Su (H2O) 2 hidrojen ve 1 oksijenden oluşur. Onu su yapan üçüncü bir unsur vardır ki, ne olduğunu hiç kimse bilmez.
Cep telefonundan Ecevit’in kendisini aradığını gören Hüsamettin Özkan, telaşla açmış telefonu:
- Buyrun Sayın Başbakanım... Bi durum mu var?
Ecevit, titrek bir sesle:
- Yetiş Hüsam!.. demiş. Rahşan beni rehin aldı. Dışarı çıkmamı engelliyor.
- Neden? Fidye filan mı istiyor?
- Fidye istese iyi... Başbakanlığı istiyor!

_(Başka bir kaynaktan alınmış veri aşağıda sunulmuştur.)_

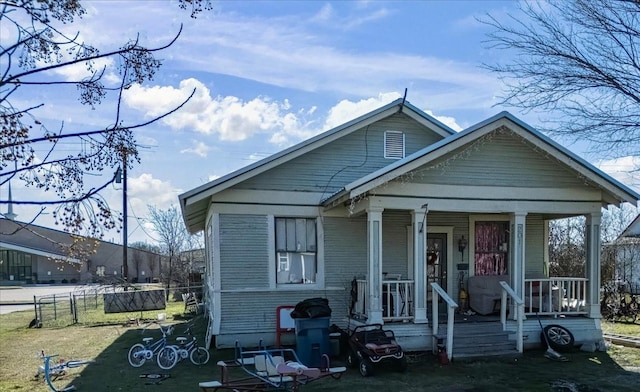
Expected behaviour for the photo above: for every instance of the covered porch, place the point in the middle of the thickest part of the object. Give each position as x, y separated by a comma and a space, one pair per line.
420, 261
559, 297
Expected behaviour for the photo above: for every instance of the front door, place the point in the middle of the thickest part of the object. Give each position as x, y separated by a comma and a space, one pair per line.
436, 260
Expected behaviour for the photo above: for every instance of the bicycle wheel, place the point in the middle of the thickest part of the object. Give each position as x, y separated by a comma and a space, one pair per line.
167, 357
136, 355
199, 356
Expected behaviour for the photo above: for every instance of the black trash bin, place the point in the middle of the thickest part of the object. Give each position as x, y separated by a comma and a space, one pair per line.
312, 340
311, 318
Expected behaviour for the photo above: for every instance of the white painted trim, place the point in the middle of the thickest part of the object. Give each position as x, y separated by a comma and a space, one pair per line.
217, 302
485, 206
320, 265
271, 250
410, 251
292, 211
448, 230
489, 192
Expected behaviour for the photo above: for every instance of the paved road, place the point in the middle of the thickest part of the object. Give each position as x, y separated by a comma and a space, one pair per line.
16, 298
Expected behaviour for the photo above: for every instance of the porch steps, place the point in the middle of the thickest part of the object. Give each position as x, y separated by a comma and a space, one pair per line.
481, 339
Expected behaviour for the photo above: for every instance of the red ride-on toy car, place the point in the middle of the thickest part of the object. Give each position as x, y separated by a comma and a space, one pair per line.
370, 345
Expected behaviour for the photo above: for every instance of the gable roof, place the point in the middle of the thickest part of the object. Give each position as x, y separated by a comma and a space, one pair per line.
195, 203
614, 191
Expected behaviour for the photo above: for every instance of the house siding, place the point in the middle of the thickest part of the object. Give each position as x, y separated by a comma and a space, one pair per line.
534, 246
244, 251
500, 159
328, 168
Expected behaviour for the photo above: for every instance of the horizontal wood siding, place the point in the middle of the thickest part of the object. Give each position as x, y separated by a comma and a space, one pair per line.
534, 246
345, 250
394, 242
255, 313
505, 159
244, 259
328, 168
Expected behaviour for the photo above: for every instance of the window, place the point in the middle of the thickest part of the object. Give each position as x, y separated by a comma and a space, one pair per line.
100, 270
393, 145
296, 251
491, 248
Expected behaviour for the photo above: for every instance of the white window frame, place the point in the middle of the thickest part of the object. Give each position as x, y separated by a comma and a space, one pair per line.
392, 153
273, 262
101, 270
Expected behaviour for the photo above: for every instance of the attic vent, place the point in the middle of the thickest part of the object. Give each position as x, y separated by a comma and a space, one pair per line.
393, 145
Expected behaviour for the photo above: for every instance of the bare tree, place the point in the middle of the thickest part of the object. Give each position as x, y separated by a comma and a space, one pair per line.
566, 247
173, 236
34, 42
579, 59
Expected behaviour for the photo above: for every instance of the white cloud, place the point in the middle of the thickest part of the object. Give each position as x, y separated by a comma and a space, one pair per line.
347, 110
199, 148
446, 120
230, 118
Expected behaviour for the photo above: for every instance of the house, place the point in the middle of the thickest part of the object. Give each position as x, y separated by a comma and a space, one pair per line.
36, 254
626, 254
393, 212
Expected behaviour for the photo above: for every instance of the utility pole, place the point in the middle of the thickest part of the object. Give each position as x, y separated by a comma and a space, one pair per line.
125, 264
121, 177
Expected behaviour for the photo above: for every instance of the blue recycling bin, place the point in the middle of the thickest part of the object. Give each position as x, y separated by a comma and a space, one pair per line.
312, 340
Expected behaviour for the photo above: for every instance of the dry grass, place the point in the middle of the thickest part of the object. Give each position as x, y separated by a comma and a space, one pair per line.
109, 344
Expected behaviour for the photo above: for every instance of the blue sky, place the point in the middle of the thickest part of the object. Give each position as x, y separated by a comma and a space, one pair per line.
270, 74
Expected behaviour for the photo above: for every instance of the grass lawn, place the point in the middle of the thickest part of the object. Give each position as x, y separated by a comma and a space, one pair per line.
109, 344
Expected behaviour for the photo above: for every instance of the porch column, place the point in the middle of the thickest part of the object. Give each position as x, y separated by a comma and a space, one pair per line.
592, 271
518, 236
420, 261
374, 253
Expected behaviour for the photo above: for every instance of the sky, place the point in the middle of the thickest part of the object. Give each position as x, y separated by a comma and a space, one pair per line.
270, 74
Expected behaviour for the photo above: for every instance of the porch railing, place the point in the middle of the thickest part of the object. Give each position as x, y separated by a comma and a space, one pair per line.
451, 310
555, 296
397, 299
518, 304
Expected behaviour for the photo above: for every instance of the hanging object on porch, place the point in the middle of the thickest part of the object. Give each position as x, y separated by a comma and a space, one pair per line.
443, 359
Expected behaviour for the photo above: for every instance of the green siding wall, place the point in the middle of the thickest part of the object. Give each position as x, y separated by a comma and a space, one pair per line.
244, 258
503, 159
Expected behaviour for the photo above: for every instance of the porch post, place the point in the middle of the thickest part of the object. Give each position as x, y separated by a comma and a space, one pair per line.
374, 250
593, 264
518, 235
420, 261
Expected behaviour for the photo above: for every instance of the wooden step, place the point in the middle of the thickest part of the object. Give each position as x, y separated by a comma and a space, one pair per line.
479, 340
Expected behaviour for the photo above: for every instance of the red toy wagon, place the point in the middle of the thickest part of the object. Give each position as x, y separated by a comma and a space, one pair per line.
370, 345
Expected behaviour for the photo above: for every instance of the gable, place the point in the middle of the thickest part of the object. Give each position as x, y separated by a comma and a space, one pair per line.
328, 168
482, 155
500, 158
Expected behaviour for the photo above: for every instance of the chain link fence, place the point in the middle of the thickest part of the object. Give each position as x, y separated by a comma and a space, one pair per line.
86, 304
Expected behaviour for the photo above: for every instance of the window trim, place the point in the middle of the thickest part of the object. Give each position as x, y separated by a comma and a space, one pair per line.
391, 153
272, 259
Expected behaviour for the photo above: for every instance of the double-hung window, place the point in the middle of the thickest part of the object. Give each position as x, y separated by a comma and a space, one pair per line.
296, 251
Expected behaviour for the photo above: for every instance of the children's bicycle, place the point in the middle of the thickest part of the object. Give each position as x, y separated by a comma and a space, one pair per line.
188, 348
166, 355
52, 371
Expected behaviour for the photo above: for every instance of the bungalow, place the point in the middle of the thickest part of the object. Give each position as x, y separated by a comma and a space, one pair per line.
395, 218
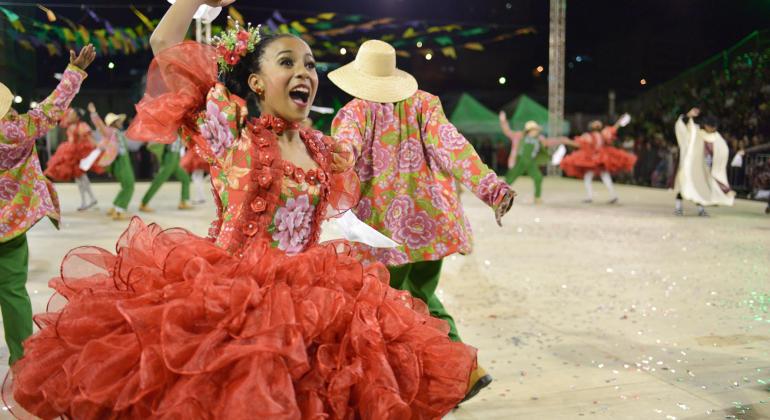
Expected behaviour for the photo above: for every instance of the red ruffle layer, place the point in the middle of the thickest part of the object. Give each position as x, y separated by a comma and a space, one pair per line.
174, 327
64, 165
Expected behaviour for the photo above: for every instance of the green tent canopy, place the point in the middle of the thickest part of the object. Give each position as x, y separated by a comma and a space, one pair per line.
475, 120
524, 109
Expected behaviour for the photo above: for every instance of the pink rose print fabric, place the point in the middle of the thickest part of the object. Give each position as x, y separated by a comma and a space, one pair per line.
408, 158
26, 195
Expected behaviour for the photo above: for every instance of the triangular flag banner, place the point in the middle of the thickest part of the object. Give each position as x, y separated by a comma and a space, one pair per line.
449, 52
235, 14
475, 46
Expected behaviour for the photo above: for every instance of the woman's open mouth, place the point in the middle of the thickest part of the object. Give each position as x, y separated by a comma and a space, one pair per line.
300, 95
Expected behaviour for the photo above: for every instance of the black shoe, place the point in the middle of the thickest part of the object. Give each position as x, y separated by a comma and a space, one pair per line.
480, 379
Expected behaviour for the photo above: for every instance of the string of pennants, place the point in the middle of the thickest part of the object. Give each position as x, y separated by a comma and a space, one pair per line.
327, 33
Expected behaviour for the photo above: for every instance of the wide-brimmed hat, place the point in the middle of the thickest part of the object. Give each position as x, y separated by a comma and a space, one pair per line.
373, 75
6, 98
532, 125
112, 118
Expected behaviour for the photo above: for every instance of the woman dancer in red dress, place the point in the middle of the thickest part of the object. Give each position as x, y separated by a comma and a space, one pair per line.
259, 320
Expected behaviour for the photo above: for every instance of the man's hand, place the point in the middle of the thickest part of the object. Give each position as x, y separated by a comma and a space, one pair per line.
85, 58
504, 207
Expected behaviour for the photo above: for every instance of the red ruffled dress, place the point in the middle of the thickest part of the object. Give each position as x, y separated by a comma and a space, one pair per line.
258, 320
64, 165
595, 154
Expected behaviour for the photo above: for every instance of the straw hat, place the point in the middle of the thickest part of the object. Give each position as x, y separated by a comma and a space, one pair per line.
532, 125
6, 97
373, 75
111, 118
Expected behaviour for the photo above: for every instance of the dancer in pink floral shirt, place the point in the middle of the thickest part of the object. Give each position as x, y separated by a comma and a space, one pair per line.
408, 158
26, 195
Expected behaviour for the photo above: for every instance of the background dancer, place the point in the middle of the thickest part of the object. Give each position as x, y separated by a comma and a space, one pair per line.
528, 152
27, 195
595, 155
408, 158
197, 167
703, 158
116, 159
169, 165
64, 165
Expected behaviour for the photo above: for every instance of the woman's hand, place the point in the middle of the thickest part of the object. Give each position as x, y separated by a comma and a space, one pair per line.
85, 58
504, 206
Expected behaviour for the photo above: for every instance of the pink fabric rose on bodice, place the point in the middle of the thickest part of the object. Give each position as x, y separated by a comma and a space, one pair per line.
215, 130
293, 224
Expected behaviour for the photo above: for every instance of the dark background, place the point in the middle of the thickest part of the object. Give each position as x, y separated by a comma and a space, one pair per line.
619, 43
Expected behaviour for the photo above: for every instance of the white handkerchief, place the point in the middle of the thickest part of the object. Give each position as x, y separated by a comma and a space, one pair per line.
355, 230
87, 162
205, 13
558, 155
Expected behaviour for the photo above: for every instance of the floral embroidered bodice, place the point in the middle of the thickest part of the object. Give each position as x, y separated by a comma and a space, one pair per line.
259, 195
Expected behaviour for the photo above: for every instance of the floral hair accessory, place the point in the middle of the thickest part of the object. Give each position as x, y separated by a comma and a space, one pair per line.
233, 44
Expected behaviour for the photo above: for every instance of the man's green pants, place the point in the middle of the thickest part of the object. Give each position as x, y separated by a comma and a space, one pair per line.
420, 279
527, 167
14, 299
170, 166
124, 174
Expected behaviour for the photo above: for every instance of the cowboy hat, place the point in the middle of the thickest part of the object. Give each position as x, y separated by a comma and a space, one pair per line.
532, 125
6, 98
112, 118
373, 75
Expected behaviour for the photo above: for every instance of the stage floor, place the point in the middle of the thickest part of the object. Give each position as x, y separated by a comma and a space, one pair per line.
578, 311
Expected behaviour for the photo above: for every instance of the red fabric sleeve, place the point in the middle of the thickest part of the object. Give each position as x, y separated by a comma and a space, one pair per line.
177, 83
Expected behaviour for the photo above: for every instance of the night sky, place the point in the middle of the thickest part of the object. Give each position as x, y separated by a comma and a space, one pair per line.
618, 42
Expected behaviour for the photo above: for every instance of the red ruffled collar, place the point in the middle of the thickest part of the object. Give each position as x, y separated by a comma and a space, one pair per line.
277, 124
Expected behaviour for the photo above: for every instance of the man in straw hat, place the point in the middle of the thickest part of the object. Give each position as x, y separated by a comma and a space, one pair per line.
26, 195
528, 150
408, 157
116, 158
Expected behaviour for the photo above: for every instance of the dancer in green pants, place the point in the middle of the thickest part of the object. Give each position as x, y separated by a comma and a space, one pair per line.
26, 195
528, 152
169, 166
116, 158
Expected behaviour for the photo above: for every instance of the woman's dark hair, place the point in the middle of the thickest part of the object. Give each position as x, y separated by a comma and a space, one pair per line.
237, 79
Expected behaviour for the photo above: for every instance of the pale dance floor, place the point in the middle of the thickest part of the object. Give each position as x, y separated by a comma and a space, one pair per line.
579, 311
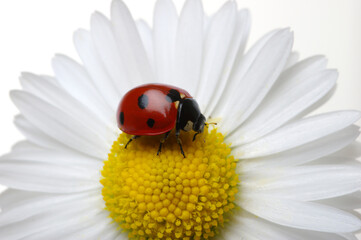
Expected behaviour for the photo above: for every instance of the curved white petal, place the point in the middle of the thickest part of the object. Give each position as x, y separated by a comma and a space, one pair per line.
17, 205
303, 154
232, 61
283, 105
255, 84
252, 227
75, 80
60, 126
240, 67
63, 157
43, 177
76, 213
216, 46
35, 135
302, 215
297, 134
306, 183
95, 67
165, 23
130, 46
348, 202
107, 47
189, 47
146, 35
57, 96
292, 59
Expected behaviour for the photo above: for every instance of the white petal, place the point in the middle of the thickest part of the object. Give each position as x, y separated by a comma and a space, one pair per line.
233, 60
63, 157
57, 96
95, 67
73, 77
241, 65
18, 205
164, 36
189, 46
216, 45
44, 177
292, 59
76, 213
284, 104
298, 133
130, 46
349, 202
255, 84
35, 135
107, 48
353, 150
303, 154
60, 126
145, 33
308, 183
97, 228
67, 229
252, 227
302, 215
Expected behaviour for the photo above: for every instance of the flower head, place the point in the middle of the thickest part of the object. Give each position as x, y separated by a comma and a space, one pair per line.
267, 170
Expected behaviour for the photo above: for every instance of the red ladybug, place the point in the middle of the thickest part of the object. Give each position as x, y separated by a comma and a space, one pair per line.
154, 109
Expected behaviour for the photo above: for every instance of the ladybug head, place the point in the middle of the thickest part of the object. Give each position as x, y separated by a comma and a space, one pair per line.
190, 117
198, 126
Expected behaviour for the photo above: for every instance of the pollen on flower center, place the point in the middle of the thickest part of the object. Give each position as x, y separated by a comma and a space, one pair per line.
168, 196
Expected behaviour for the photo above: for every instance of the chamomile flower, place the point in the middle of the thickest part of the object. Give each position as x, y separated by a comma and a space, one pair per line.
267, 170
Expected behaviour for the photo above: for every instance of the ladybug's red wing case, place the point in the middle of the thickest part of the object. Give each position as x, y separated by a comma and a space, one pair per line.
148, 110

Suçluyu yargılayamazsan ilk fırsatta o seni yargılar ve fena cezalandırır.
Hamdi Özyurt İsveç’ten yazıyor... ...İsveç televizyonunun 4. Kanal’ında "Çocuk Cezaevleri" konulu bir program gösterildi. ABD, bazı Asya ülkeleri ve Türkiye’den çocuk mahkûmlar ve çocuk cezaevleri tanıtıldı. Başta ABD olmak üzere görüntüler ürkütücüydü.. Olumlu örnek olarak neresi gösterildi biliyor musunuz? Ankara’da bir çocuk açık cezaevi... Bu cezaevi övüle övüle bitirilemedi. Ben İsveç televizyonlarında "Geceyarısı Ekspresi"ni de izlemiştim. Demek ki adamlar iyi şeyler olunca da gösteriyorlarmış. Mesele iyi şeyler yapmakta...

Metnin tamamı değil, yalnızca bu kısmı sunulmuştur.